D’ailleurs, ils ne se sont pas précipités et ce sont les femmes les premières. On nous parle de Marie-Madeleine, mais elle dit bien « On a enlevé le Seigneur de son tombeau et nous ne savons pas où on l’a déposé. » Elle n’est donc pas toute seule !

Elle ne croit pas encore à la résurrection : son corps a été volé… On reste encore à vue humaine et c’est compréhensible, bien évidemment. Ce qui fait que nous devons comprendre que nos amis du judaïsme et de l’islam n’acceptent pas notre foi. Pour les Juifs, si Jésus est mort sur la croix, c’est la preuve que ce n’est pas le Messie. C’est invraisemblable que le Messie du Seigneur meure de cette manière-là ; invraisemblable ! Sur ce point, ils ne nous suivent pas, ou du moins ceux qui restent Juifs dans la tradition traditionnelle. Mais tous les premiers chrétiens étaient des Juifs.

Et nos amis de l’islam, ils nient carrément ce fait. Parce qu’un prophète relativement important comme le prophète Jésus ne peut pas être abandonné par Dieu, c’est impossible. Pour eux, il n’est pas mort sur la croix. Le coran ne le dit pas mais c’est la foi musulmane. Si on veut se comprendre, il faut prendre la mesure que c’est une difficulté.
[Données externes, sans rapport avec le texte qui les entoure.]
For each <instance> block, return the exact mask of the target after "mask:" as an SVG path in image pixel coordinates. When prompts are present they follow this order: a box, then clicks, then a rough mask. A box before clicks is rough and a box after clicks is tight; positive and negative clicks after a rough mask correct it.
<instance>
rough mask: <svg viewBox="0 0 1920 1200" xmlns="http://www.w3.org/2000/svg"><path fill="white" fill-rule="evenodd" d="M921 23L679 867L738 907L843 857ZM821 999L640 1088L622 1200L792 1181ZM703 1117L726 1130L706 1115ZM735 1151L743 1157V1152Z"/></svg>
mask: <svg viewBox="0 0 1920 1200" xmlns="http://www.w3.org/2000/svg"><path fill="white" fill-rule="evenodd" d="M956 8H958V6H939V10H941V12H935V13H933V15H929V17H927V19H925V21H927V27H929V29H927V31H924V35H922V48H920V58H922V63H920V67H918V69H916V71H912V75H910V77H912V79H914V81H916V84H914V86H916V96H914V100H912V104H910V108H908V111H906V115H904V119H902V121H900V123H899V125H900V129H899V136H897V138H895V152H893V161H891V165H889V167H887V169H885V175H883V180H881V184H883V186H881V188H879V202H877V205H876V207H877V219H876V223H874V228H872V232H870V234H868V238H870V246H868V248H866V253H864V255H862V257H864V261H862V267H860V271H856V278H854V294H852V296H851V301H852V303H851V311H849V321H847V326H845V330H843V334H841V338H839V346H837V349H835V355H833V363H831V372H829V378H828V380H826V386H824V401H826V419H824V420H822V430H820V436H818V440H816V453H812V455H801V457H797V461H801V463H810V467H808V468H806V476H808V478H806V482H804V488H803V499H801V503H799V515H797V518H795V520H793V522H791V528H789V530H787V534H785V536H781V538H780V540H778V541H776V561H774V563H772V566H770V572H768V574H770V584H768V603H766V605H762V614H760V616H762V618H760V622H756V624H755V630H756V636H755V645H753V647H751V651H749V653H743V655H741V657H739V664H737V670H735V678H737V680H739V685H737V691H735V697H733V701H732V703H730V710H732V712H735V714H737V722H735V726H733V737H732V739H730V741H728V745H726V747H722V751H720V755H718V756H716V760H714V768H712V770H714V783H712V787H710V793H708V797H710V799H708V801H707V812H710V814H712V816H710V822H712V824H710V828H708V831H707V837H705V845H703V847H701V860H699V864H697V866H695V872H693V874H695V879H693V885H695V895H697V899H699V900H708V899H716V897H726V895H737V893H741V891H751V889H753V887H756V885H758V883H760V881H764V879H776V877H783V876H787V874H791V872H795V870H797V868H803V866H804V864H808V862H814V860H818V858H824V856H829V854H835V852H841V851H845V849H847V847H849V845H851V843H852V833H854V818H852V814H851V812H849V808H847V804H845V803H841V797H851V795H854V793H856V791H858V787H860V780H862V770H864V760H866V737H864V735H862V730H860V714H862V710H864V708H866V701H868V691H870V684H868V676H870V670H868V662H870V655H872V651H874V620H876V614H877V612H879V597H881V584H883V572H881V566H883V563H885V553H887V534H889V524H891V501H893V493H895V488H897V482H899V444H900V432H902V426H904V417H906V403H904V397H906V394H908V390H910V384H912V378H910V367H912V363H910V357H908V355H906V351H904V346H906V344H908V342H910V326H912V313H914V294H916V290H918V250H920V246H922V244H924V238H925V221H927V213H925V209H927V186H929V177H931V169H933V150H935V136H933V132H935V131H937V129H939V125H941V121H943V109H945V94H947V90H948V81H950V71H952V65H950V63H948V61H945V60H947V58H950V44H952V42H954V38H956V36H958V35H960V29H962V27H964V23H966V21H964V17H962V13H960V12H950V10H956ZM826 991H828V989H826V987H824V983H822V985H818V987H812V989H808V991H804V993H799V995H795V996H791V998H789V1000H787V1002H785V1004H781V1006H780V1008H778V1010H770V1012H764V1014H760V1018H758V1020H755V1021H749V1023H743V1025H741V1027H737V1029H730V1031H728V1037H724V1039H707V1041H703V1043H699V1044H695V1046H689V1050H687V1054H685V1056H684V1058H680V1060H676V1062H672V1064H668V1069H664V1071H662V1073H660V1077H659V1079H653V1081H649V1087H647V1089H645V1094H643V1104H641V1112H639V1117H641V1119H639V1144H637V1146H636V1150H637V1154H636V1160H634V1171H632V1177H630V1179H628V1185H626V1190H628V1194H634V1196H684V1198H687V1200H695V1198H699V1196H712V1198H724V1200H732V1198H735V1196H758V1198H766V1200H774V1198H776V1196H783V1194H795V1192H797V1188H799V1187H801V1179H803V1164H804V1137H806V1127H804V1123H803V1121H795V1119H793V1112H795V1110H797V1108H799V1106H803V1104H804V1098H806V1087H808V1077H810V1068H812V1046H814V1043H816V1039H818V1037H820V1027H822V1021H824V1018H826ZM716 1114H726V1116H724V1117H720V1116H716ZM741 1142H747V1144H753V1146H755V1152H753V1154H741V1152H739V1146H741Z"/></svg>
Et il y a même parmi nous des chrétiens qui quittent la foi chrétienne parce que c’est invraisemblable. Quand on veut rester à vue humaine, oui ! Mais je serai sensible aussi, et on ne le dit sans doute pas assez, aux périodes des hérésies : il y a eu aussi des contestations, c’est bien plus tard qu’au moment du témoignage des apôtres. Y compris Saint Paul qui va arriver 15 ans après, il est environné de témoins et il n’y a personne qui discute le témoignage, il est clair. Alors, même si au tout début les apôtres n’y ont pas trop cru, le soir même de Pâques et plusieurs jours après, ils ont vécu plusieurs semaines avec la présence du Christ ressuscité visible. Et ça c’est absolument hors norme ! Et notre foi repose là-dessus. Dans la première lecture des Actes des Apôtres, on a le témoignage de Pierre : « Nous qui avons mangé et bu avec lui, le Christ ressuscité, après sa résurrection d’entre les morts ». C’est dans les Actes des Apôtres et dans leur témoignage de vie. Et puis il a accueilli Saint Paul : dans les lettres de Saint Paul, la résurrection du Christ est un monument, alors qu’au début il était contre.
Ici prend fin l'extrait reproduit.